The reliability of physical disks is such that they either work or fail catastrophically. This differs from network based disks which can temporarily fail due to a transient network issue and then suddenly work again. In the case of a physical disk failure, the machine in which it resides needs a repair, and if that machine is where Silver Fabric is running, then it will also be down along with whatever other applications run on that machine. Everyone will know it is broken and in need of manual intervention. Due to the all-or-nothing reliability profile of physical disks, applications don’t normally include extra logic to retry failed I/O operations as this responsibility is delegated to the physical disk hardware and the software driver. With a network disk, this responsibility is delegated to the network file system driver. Due to the inherent nature of networks (packets are lost, connections are dropped, cables are cut mistakenly by large machines working on the street) the network file system driver is much more likely to bubble up errors to the application level aka the Silver Fabric broker or engine. While in theory the physical disk driver can bubble errors up to the application layer too the reality is that physical disk reliability is such that it almost never does and when it does it is usually the last gasp before it catastrophically fails and you find yourself installing a new disk and restoring from backup.

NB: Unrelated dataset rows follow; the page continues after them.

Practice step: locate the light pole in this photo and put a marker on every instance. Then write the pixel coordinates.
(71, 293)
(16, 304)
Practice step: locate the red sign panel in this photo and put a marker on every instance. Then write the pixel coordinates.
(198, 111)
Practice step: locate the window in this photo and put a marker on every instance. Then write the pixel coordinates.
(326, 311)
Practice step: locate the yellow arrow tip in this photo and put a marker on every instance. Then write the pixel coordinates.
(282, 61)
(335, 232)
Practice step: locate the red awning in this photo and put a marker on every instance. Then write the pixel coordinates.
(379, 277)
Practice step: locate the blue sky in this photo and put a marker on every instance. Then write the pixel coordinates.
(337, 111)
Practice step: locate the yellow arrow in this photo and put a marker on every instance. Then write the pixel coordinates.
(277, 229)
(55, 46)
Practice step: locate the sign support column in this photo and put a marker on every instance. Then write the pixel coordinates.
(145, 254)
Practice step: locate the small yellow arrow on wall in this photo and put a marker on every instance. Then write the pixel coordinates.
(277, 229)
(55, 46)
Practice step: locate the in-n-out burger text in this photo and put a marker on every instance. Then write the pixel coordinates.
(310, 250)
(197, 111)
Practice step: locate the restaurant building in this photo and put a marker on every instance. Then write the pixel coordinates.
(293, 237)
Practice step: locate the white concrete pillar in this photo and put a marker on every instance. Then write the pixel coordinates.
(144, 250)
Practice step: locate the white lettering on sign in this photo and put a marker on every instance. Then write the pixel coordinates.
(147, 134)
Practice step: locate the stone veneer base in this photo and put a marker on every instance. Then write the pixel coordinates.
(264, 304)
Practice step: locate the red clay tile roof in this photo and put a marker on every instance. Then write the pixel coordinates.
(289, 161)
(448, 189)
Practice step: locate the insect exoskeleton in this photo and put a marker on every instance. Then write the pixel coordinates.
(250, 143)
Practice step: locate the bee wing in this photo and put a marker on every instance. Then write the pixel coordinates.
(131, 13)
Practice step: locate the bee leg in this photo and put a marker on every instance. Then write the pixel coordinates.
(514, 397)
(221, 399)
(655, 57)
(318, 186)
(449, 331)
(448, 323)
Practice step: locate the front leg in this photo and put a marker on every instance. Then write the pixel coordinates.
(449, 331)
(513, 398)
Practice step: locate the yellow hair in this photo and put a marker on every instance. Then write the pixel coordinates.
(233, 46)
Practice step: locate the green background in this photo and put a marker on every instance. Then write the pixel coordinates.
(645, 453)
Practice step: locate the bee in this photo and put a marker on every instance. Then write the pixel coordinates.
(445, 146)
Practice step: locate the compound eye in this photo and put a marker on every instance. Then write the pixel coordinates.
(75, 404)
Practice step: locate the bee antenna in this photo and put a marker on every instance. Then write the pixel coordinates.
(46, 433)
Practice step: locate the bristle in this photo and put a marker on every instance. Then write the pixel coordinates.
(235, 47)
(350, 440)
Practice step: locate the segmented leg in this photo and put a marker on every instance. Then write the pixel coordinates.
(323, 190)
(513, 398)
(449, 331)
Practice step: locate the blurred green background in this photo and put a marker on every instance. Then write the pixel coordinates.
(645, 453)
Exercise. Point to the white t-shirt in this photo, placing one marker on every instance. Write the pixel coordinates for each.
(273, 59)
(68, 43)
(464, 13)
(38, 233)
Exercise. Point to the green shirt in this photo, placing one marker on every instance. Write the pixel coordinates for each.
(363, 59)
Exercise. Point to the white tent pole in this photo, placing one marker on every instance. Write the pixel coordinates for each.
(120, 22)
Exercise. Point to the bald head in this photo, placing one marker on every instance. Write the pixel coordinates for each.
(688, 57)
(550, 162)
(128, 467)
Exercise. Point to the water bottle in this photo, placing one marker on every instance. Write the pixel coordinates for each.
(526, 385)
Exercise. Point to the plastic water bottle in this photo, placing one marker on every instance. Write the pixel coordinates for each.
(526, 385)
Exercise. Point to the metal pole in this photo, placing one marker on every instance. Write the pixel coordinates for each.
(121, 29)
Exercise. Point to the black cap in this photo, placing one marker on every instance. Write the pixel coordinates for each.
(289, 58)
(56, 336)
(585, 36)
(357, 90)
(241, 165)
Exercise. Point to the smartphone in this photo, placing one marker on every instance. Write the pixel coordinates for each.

As stated, an individual I/O on a physical disk can, in theory, fail all the way back to the application level to allow the application to recover possibly by retrying the operation and hoping for a better outcome. In reality, this is not done because if the underlying system call made by the application cannot succeed with all the retry logic in the disk controller, and layers of driver software then retrying from the application is pointless, such is the nature of physical disk. With shared network disk technology such as NFS this is not so, because the network read or write operation that timed out a second ago due to lost or delayed packets resulting from a transient network condition may now succeed if the operation is retried. The NFS driver is largely transparent as it exposes network endpoints as if they were local physical disks to the application but because network transmissions are not as fast, consistent or reliable as physical disk electronics the NFS driver occasionally returns potentially recoverable I/O errors to the application. The issue then is that if the application is not implemented with this in mind, it is likely to consider any such I/O error as catastrophic or in worst case misinterpret their result.
Due to this behavior of NFS filesystems and the fact that the Silver Fabric software has not been implemented to counter NFS unreliability we cannot recommend its use with Silver Fabric. If one chooses to disregard this recommendation then they should at least consider the implications of NFS transient failures and plan and/or tune the software and systems accordingly to minimize the impact.